Bir yanda bu ülkenin polisini darp eden, mahkeme kararıyla suçlu bulunmuş kişiler. Diğer yanda onları yakalayıp tutuklayan, canı pahasına görev yapan kamu görevlileri. Hangisi daha kıymetli sizin için? Ömer Sürek mesela… Polise saldırdı. Üç farklı olayda polisi görevden men cezası aldı. Şimdi serbest. Affedildi.

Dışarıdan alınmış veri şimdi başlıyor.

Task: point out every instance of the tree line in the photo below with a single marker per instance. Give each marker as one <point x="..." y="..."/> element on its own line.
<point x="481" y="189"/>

Tekrar edeyim de anlamayan varsa, bir kez daha duysun, pekiştirsin. Karakol basıp polise saldırdı. Bir değil, tam üç kez aynı suçu işledi. Yok ki vatandaş. Polis darp etti, kamu görevlisi. Biz şimdi ona, “yeniden gel” diyoruz. Böyle umursuz, böyle sorumsuz… Kim “affedin” diyor bunlara? Ne için? Oy?
Gökhan Bitik… Yaralama suçuyla sınır dışı edildi. Şimdi affedildi. Kemal Saparov… Defalarca şiddet tehdidi yaptı. Yargılandı. Bugün elini kolunu sallayarak adaya gelecek. Bülent Polat… Kavga, şiddet tehdidi, rahatsızlık… Her biri polis kayıtlarında mevcut. Şimdi yeniden aramızda.
Burak Can Alhan… Sirkat ve uyuşturucu tasarrufu suçlarından işlem gördü. Affedildi. Umur Köylü… Defalarca tehdit etti. Araç yaktı. O da affedildi. Tekrar edeyim bir daha? Başkasına ait aracı yaktı muhterem, öylesi şiddet yanlısı birisi kendisi… Affedildi, adaya geliyor
Mustafa Kılıç ve Simge Bekçi… Uyuşturucu madde tasarrufundan işlem gördüler. Simge’nin ayrıca ikamet izni de yoktu.
Mehmet Göğüsüaçık… Hem trafik kazasına karıştı hem de adada ikamet izinsiz yaşıyordu. Bu hükümet onu da affetti. “Gel adamıza, bu kez izin al öyle yaşa” dedi. O zaman yargı sistemi neden var? Polise ne gerek var? Hakime ne gerek var? Savcıya ne gerek var?
Bu memlekette suç, sadece vatandaş işlediğinde mi suç sayılıyor? Tek bir gerekçe var, “bölünen ailelerin birleşmesi…” Neden bölünen aileler, kriminal geçmişe sahip kişiler KKTC’de yeniden birleşiyor? Neden hep bizim ülkemiz… Ülkeyi o kadar değersiz hale getirdiniz ki…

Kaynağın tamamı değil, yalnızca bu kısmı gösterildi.